Being one step away from a driving ban can mean cheaper car insurance costs than having zero no-claims discount according to new research by Vantage Leasing*.
Male and female drivers with six penalty points to their name were also cheaper to insure than motorists with one, two or three years’ no-claims bonus.
As well as analysing the impact of penalty points, no-claims discounts and other variables, the prestige vehicle leasing specialist found the ŠKODA Fabia to be Britain’s cheapest car to insure**.
The research also dispels common misconceptions such as that parking in a locked garage is always cheaper than leaving the car on the road or driveway.
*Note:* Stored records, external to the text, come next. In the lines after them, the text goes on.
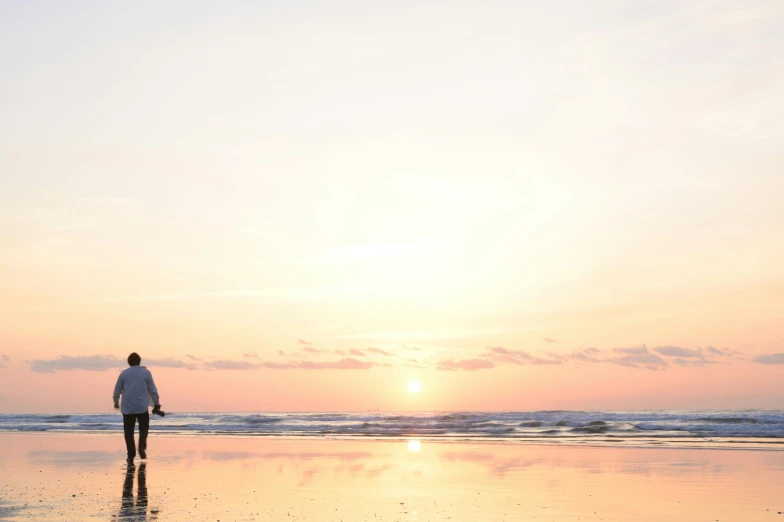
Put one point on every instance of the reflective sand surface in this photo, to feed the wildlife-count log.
(74, 477)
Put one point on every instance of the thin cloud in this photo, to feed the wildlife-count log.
(465, 364)
(413, 363)
(230, 365)
(638, 357)
(342, 364)
(772, 358)
(590, 355)
(677, 351)
(519, 357)
(422, 335)
(379, 351)
(691, 362)
(167, 363)
(68, 363)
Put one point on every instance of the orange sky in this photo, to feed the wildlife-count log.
(305, 209)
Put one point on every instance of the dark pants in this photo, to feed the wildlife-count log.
(129, 422)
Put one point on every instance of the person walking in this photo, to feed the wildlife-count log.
(138, 392)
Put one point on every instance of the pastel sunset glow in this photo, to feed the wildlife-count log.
(405, 206)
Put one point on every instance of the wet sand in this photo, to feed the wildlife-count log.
(46, 476)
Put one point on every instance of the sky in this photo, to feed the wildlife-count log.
(304, 206)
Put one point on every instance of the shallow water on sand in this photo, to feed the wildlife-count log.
(84, 477)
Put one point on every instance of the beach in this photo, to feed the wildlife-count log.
(83, 476)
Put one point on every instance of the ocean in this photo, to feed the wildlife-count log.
(548, 426)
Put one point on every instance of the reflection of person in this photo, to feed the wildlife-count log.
(130, 510)
(138, 391)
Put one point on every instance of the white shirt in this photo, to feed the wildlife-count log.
(138, 390)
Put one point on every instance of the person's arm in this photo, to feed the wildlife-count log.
(117, 392)
(153, 390)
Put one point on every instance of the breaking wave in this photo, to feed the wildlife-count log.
(544, 425)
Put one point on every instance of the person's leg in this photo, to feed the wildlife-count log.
(144, 427)
(129, 421)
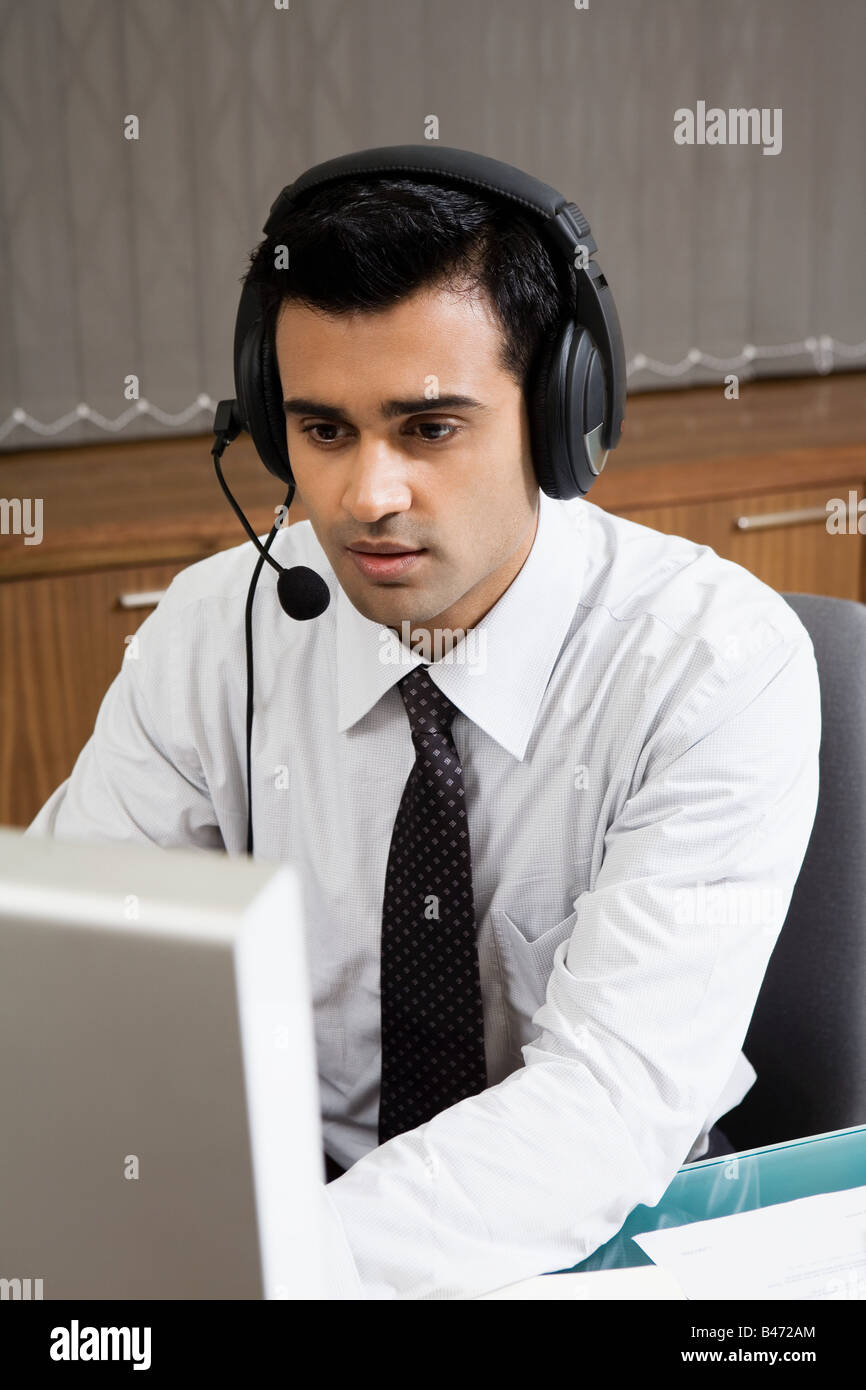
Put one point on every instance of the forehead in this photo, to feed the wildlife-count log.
(453, 335)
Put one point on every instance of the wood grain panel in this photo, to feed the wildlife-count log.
(63, 645)
(802, 558)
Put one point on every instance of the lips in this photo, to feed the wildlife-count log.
(385, 565)
(385, 548)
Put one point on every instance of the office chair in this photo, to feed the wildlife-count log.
(808, 1034)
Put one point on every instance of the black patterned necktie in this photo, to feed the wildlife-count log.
(433, 1019)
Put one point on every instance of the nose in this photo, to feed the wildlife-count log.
(377, 481)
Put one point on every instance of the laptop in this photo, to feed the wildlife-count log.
(160, 1126)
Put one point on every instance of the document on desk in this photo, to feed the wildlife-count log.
(813, 1247)
(637, 1283)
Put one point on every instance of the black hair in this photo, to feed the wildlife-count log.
(366, 243)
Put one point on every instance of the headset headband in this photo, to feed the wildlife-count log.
(560, 221)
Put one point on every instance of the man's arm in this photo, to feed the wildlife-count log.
(138, 777)
(645, 1011)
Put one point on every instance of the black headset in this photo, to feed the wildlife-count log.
(576, 396)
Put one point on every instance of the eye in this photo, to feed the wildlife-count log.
(324, 424)
(438, 424)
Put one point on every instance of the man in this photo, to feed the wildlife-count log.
(548, 776)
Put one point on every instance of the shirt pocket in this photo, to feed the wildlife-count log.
(526, 968)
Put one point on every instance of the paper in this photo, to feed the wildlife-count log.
(813, 1247)
(641, 1282)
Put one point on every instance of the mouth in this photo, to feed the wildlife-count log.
(384, 565)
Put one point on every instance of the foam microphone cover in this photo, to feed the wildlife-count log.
(302, 592)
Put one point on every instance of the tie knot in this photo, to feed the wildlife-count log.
(428, 709)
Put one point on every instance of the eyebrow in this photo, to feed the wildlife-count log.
(389, 409)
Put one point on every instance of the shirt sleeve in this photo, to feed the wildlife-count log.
(139, 779)
(645, 1011)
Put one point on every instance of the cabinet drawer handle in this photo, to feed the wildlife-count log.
(145, 598)
(781, 519)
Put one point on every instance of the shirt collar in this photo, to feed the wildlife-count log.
(498, 673)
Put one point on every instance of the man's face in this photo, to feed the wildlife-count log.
(380, 453)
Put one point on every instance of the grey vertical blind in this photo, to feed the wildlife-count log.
(124, 256)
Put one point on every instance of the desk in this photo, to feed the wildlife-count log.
(737, 1183)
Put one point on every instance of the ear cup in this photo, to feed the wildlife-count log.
(567, 384)
(253, 395)
(540, 430)
(271, 394)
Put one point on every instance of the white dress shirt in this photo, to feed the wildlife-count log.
(638, 726)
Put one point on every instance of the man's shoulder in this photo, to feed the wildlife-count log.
(227, 574)
(695, 595)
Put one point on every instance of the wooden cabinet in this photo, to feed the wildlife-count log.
(118, 521)
(63, 644)
(781, 537)
(752, 477)
(121, 519)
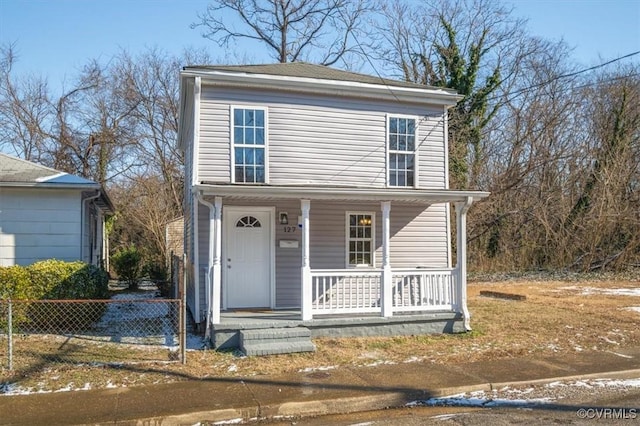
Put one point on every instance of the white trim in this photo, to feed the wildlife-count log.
(386, 280)
(217, 263)
(196, 258)
(264, 192)
(195, 167)
(416, 158)
(272, 247)
(210, 258)
(448, 225)
(348, 239)
(461, 264)
(446, 147)
(389, 92)
(306, 282)
(232, 145)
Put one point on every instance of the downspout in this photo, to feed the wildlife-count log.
(461, 212)
(82, 224)
(208, 289)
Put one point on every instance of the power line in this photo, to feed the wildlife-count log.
(572, 74)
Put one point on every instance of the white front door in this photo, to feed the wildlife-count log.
(247, 257)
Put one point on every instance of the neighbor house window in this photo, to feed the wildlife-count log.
(402, 157)
(360, 239)
(249, 142)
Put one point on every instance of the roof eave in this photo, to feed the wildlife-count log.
(327, 87)
(78, 186)
(340, 193)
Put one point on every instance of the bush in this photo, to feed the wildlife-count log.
(54, 279)
(15, 283)
(156, 271)
(128, 265)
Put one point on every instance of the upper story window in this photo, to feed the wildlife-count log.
(249, 138)
(402, 151)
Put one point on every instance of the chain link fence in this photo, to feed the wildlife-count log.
(129, 328)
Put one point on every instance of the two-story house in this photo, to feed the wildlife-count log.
(319, 198)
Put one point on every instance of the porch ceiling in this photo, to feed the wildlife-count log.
(406, 195)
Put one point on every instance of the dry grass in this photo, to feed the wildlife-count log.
(556, 317)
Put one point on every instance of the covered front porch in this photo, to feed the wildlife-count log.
(354, 300)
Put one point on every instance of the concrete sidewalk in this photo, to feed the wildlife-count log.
(341, 390)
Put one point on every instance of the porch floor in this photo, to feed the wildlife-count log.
(226, 334)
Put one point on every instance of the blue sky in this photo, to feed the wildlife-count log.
(54, 38)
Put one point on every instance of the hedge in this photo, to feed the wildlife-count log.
(53, 279)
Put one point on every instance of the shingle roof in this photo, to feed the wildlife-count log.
(16, 170)
(306, 70)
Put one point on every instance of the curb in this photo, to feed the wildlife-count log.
(352, 404)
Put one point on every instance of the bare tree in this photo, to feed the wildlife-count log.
(24, 109)
(474, 47)
(318, 31)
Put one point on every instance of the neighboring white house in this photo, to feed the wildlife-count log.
(320, 191)
(48, 214)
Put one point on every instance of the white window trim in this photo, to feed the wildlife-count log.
(347, 239)
(232, 145)
(416, 149)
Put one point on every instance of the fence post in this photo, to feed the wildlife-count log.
(10, 334)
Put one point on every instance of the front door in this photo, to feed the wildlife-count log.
(247, 257)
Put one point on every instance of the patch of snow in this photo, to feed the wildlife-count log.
(611, 291)
(606, 339)
(621, 355)
(229, 422)
(627, 383)
(312, 369)
(476, 401)
(446, 416)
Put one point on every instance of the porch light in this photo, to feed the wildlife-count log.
(284, 218)
(365, 221)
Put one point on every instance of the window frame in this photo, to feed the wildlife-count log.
(348, 239)
(389, 151)
(233, 145)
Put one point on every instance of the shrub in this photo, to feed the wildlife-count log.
(14, 283)
(54, 279)
(127, 264)
(156, 271)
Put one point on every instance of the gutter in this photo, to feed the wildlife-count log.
(208, 288)
(327, 87)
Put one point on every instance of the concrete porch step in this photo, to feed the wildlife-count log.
(271, 341)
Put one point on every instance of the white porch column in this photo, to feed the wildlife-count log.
(386, 293)
(461, 259)
(216, 270)
(306, 293)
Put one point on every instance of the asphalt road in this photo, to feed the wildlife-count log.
(576, 404)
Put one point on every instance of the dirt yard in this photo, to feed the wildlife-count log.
(554, 317)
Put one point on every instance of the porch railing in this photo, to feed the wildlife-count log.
(423, 289)
(359, 291)
(345, 291)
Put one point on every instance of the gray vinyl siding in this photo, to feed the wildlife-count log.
(39, 224)
(418, 239)
(318, 139)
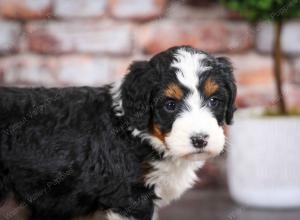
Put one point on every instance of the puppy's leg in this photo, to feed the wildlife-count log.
(114, 216)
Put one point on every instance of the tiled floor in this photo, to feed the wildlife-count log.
(217, 205)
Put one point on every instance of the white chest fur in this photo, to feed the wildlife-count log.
(172, 178)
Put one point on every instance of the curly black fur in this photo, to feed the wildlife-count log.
(66, 153)
(63, 154)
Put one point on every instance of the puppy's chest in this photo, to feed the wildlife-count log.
(172, 178)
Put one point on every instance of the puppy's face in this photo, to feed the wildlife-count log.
(184, 97)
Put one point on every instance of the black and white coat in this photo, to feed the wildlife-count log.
(123, 149)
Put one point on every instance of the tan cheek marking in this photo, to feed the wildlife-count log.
(155, 131)
(210, 87)
(173, 91)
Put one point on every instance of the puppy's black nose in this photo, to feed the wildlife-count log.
(199, 140)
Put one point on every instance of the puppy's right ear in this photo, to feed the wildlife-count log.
(136, 93)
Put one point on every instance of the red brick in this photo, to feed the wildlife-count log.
(251, 96)
(210, 36)
(79, 8)
(255, 81)
(80, 36)
(28, 70)
(255, 70)
(292, 95)
(85, 70)
(180, 10)
(137, 9)
(9, 36)
(290, 38)
(25, 9)
(296, 71)
(36, 70)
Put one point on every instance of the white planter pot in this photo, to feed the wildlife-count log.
(264, 161)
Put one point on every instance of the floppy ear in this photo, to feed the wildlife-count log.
(136, 92)
(226, 69)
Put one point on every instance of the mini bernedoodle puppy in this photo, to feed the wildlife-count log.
(123, 149)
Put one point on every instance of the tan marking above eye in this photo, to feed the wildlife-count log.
(155, 131)
(210, 87)
(173, 91)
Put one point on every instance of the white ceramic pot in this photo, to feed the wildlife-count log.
(264, 161)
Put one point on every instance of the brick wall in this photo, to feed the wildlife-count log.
(91, 42)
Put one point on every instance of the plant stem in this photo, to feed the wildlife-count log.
(277, 58)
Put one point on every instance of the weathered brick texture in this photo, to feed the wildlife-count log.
(79, 37)
(224, 36)
(290, 38)
(79, 8)
(9, 36)
(26, 9)
(92, 42)
(57, 71)
(137, 9)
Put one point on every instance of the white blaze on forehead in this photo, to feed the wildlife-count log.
(190, 66)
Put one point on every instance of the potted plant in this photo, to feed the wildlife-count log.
(263, 155)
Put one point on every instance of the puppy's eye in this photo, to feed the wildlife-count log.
(213, 102)
(170, 106)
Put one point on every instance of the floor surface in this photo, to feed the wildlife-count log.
(217, 205)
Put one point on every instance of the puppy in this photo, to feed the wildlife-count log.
(124, 149)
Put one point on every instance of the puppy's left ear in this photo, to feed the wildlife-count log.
(226, 70)
(136, 93)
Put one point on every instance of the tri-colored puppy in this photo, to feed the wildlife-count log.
(124, 149)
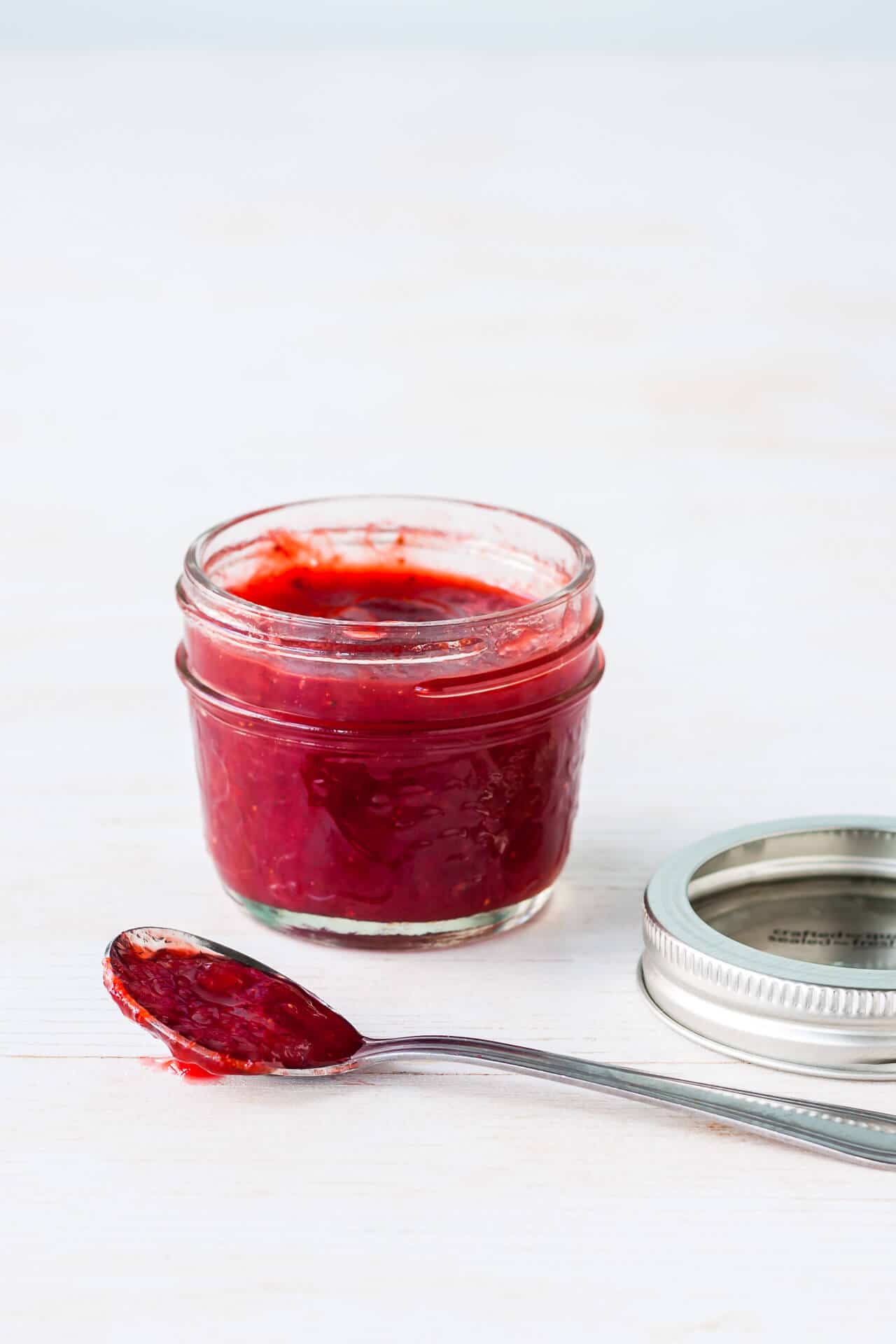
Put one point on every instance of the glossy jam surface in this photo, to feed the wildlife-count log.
(391, 593)
(245, 1019)
(360, 776)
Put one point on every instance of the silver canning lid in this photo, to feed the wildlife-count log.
(777, 944)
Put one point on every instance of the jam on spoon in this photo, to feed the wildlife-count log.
(218, 1014)
(232, 1015)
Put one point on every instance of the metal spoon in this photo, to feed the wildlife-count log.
(862, 1136)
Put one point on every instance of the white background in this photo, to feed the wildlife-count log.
(652, 300)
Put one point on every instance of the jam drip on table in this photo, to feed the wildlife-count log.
(251, 1021)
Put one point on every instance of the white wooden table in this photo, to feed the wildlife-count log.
(653, 302)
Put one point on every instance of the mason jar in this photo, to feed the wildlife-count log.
(403, 773)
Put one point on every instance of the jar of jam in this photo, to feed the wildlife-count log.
(388, 701)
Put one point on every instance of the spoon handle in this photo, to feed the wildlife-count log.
(864, 1136)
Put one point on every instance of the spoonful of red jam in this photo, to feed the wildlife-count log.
(222, 1011)
(227, 1014)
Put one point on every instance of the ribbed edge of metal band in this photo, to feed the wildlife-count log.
(769, 992)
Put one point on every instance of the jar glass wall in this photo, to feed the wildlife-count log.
(400, 780)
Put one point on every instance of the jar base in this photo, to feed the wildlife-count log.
(370, 933)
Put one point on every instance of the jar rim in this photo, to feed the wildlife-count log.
(241, 606)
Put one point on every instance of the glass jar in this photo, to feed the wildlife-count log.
(399, 781)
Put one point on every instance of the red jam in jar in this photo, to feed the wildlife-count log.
(388, 702)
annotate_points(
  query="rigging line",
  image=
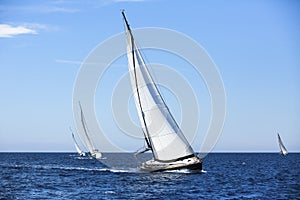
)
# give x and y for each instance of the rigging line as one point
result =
(83, 121)
(136, 83)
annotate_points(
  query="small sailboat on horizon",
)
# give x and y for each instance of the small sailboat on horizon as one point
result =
(79, 151)
(163, 137)
(283, 150)
(95, 153)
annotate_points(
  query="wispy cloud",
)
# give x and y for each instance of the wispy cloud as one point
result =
(116, 1)
(39, 9)
(75, 62)
(8, 31)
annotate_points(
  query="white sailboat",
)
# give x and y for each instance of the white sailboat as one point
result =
(283, 150)
(170, 148)
(79, 151)
(95, 153)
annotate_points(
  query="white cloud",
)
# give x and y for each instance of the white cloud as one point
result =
(8, 31)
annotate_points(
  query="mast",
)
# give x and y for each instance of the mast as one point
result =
(281, 146)
(161, 131)
(80, 152)
(146, 135)
(89, 142)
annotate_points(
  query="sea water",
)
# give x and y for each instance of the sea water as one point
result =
(225, 176)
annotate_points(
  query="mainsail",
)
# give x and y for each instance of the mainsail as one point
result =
(79, 151)
(87, 140)
(281, 146)
(162, 134)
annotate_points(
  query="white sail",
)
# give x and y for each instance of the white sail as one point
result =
(281, 146)
(79, 151)
(161, 131)
(87, 140)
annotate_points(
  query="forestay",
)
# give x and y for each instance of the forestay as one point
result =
(161, 131)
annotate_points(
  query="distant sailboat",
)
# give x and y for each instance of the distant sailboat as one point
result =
(79, 151)
(95, 153)
(283, 150)
(163, 136)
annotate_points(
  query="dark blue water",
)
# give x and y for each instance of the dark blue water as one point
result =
(227, 176)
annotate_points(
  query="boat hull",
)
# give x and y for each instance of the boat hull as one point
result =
(193, 163)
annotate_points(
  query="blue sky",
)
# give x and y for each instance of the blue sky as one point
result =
(255, 45)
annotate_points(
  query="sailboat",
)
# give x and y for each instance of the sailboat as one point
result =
(79, 151)
(283, 150)
(95, 153)
(163, 137)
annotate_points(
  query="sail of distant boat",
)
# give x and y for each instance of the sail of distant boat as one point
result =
(87, 140)
(79, 151)
(161, 132)
(283, 150)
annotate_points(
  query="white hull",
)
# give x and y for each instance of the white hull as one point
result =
(96, 155)
(193, 163)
Parking on the road was cheapest on average, costing nearly 10% less compared to leaving a vehicle in a locked garage; parking on the road was also fractionally cheaper than the driveway*.
The sharp rise in thefts using ‘transmitter relay’ attacks targeting cars with keyless entry systems could be to blame for lower insurance quotes for cars which are parked on surrounding roads.
Vantage Leasing Managing Director, Rob Walker, said: “The research is eye-opening, dispelling common myths including that penalty points could spell disaster when it comes to insurance costs. We also see how the latest trends in car crime such as keyless theft can impact how insurers view risk – hence why parking on the road at night is often cheaper.
“While the research shows what a typical male or female driver can expect, it doesn’t cover every eventuality, and some may find their circumstances produce different results. It does, however, provide some intriguing insights into the ever-evolving nature of vehicle insurance.”
A driver’s occupation can impact insurance quotes, with the ‘riskiest’ jobs coming in around 20% more expensive than those considered safer. Computer programmers are among the cheapest to insure; whereas catering staff are deemed to be among the riskiest**.
Perhaps unsurprisingly, a typical young driver is impacted more by driving convictions than an older driver, and their occupation can see quotes vary by as much as 30%. A typical 21-year-old sales executive could pay over £350 more than a young book-keeper.